Gracias por tus aportes y por tu ayuda. No es solo el número, sino la calidad. Muchas felicidades. Un cordial saludo.


----------



## Prima Facie

aztlaniano said:


> Lo que pretendo es que el número de entradas coincida con la población de Gibraltar.



¿sempiternos monos incluidos?


----------



## DearPrudence

Great job!  Thank you very much for all your very valuable posts: keep them coming!


----------



## Ishould haveknown

32.000 ¡qué vértigo! Muchisímas felicidades.


----------



## bondia

juandiego said:


> ¿Te das cuenta de que, si no lo eres ya, te vas a convertir dentro de nada en recordWRman?

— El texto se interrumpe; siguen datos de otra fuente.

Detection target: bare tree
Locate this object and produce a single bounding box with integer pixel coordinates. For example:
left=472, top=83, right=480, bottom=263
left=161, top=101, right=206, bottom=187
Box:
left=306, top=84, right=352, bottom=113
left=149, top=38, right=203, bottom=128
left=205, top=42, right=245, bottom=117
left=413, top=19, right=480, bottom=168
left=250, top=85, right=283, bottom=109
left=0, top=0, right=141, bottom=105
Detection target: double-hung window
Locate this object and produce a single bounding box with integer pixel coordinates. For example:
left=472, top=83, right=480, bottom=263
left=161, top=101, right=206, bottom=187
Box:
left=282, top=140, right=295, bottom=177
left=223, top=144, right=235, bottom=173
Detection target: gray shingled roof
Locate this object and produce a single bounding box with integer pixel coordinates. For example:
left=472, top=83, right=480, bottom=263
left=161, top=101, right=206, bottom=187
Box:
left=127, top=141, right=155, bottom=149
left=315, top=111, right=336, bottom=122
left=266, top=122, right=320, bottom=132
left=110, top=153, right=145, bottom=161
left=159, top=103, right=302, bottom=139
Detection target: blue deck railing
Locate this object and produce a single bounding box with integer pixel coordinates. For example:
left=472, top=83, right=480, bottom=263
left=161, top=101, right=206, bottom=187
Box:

Me preguntaba el otro día quién debía tener el título... Tenía que haberlo adivinado..
Felicidades, y gracias por toda la ayuda pasada, presente y, espero, futura
All the best


----------



## danielfranco

Wow… and all of those post make sense, are helpful, and well written.
Congrats!
D


----------



## aztlaniano

danielfranco said:


> … and all *many* of those posts make sense, are helpful, and well written.


Efesteviewonder. Aun restando las meteduras de pata quedan unos miles.


----------



## Magazine

LLego tarde a esta celebración, amigo aztla, enhorabuena, recuerdo tus principios...pufff, casi 34 000 posts ya, qué barbaridad. 



Un abrazo


----------



## mymy

Uy! yo también llego tarde y también quiero felicitarte (aunque a ti te podríamos felicitar cada día y nunca estaría fuera de lugar ). También soy fan tuya, por si no se había notado. 
Lo estás haciendo muy bien, aztlanianito, bonico, sigue así, ¿vale? Ok? Will you? Good boy!


----------



## XiaoRoel

Aunque nos encontramos poco (frecuentamos foros diferentes), felicidades. Impresiona la cifra. Un saludo y un reconocimiento.
Todos vivimos en Lavapiés.


----------



## Valeria Mesalina

En toda mi vida forera no he visto a nadie que vaya a la velocidad que tú vas. Eres el Lamborghini de los foreros. 

Un beso


----------



## Lurrezko

Y que lo digas. Es talmente el bosón de WR.


----------